KIEV, April 15 (RAPSI) – The Ukrainian Verkhovna Rada (parliament) on Tuesday adopted legislation recognizing Crimea and the city of Sevastopol, both of which were recently reunified with Russia, as “temporarily occupied territories.”

The law was passed with 228 votes, only two votes more than the required threshold.

The Crimean Peninsula, the city of Sevastopol, airspace above them, and their territorial waters are now considered occupied. However, an amendment aiming to criminalize collaboration with the Russian authorities was struck from the final document.

The law stipulates that the occupied territory is still subject to Ukrainian law, but that any human rights violation is Russia’s responsibility, and all financial and material damages for the Crimean accession should be sought from Russia.

Crimea, a largely Russian-speaking republic within Ukraine, was part of Russia until it was given to Ukraine by Khrushchev in 1954. Russian President Vladimir Putin said in an official address to federal and regional officials that the decision was made with clear violations of the constitutional standards at the time.

Crimea moved for independence from Ukraine after having refused to recognize the legitimacy of the new government that came to power following the ouster of President Viktor Yanukovich in February.
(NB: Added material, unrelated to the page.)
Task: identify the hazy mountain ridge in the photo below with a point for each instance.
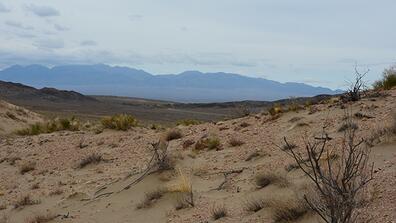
(189, 86)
On March 17, Russian President Vladimir Putin signed a decree recognizing Crimea as an independent state. The same day, the leaders of Crimea and the city of Sevastapol and Putin signed a treaty unifying Crimea with Russia.

Foreign Minister Sergey Lavrov stressed that the decision to accept Crimea to the Russian Federation was based on the free will of the people of Crimea as expressed during the referendum, which complies with the international law.